# Recommend a good book to spice up sex life?



## honkytonkwoman (Aug 2, 2010)

If you've read previous posts you may know we've been having trouble with intimacy/his porn use...anyway finally discussed at length today...he says porn isn't nearly as important to him as I have built it up to be but he recognises the problem and will try and avoid it to focus on us...and we both want to move forward and make our marriage work. I would like to buy a good book to help us get more intimate and adventurous in the bedroom as we've been together so long the sex has become a bit like following the same formula... because we know what works for us! Any recommendations?
_Posted via Mobile Device_


----------



## Stonewall (Jul 5, 2011)

Books are kinda like chick porn. Just mental instead of visual. You looking for novels or how to books?


----------



## honkytonkwoman (Aug 2, 2010)

Stonewall said:


> Books are kinda like chick porn. Just mental instead of visual. You looking for novels or how to books?

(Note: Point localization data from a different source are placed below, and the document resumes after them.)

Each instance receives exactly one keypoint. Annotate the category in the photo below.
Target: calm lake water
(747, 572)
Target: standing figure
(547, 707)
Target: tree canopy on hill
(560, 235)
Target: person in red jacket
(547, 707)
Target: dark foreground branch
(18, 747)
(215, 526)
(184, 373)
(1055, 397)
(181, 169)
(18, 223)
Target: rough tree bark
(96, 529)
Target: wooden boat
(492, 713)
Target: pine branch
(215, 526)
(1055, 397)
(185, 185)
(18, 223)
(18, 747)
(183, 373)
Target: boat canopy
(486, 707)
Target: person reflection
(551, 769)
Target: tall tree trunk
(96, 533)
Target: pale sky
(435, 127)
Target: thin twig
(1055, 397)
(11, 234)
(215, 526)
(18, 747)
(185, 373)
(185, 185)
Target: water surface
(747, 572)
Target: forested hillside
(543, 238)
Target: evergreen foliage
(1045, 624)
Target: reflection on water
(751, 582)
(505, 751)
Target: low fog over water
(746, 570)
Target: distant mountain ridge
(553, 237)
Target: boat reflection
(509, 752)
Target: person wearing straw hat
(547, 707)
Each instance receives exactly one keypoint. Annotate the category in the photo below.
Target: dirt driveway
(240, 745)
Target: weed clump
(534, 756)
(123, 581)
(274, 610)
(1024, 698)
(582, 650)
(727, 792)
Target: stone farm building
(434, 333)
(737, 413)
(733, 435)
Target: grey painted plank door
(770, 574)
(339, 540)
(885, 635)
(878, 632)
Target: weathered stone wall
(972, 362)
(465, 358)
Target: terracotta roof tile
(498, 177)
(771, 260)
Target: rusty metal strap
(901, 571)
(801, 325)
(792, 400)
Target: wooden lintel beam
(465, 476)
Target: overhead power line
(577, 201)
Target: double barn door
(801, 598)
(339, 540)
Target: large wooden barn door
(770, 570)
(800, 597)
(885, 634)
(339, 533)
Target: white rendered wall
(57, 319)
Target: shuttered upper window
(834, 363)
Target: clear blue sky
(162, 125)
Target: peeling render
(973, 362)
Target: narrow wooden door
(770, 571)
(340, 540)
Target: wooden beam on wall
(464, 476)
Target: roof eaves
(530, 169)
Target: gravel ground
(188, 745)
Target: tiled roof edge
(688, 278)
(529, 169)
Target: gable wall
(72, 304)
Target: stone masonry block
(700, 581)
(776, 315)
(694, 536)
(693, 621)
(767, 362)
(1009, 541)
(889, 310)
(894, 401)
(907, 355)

_Posted via Mobile Device_


----------



## honkytonkwoman (Aug 2, 2010)

Actually maybe either? Anything to give us ideas...there's nothing wrong with the sex we have, it's satisfying but tends to follow the same routine...so looking for inspiration really.
_Posted via Mobile Device_


----------



## that_girl (Jul 6, 2011)

Look up different positions. You can do that online for free.

Try something new each time.


----------



## Runs like Dog (Feb 25, 2011)

Any dictionary. Put it under her ass for more leverage.


----------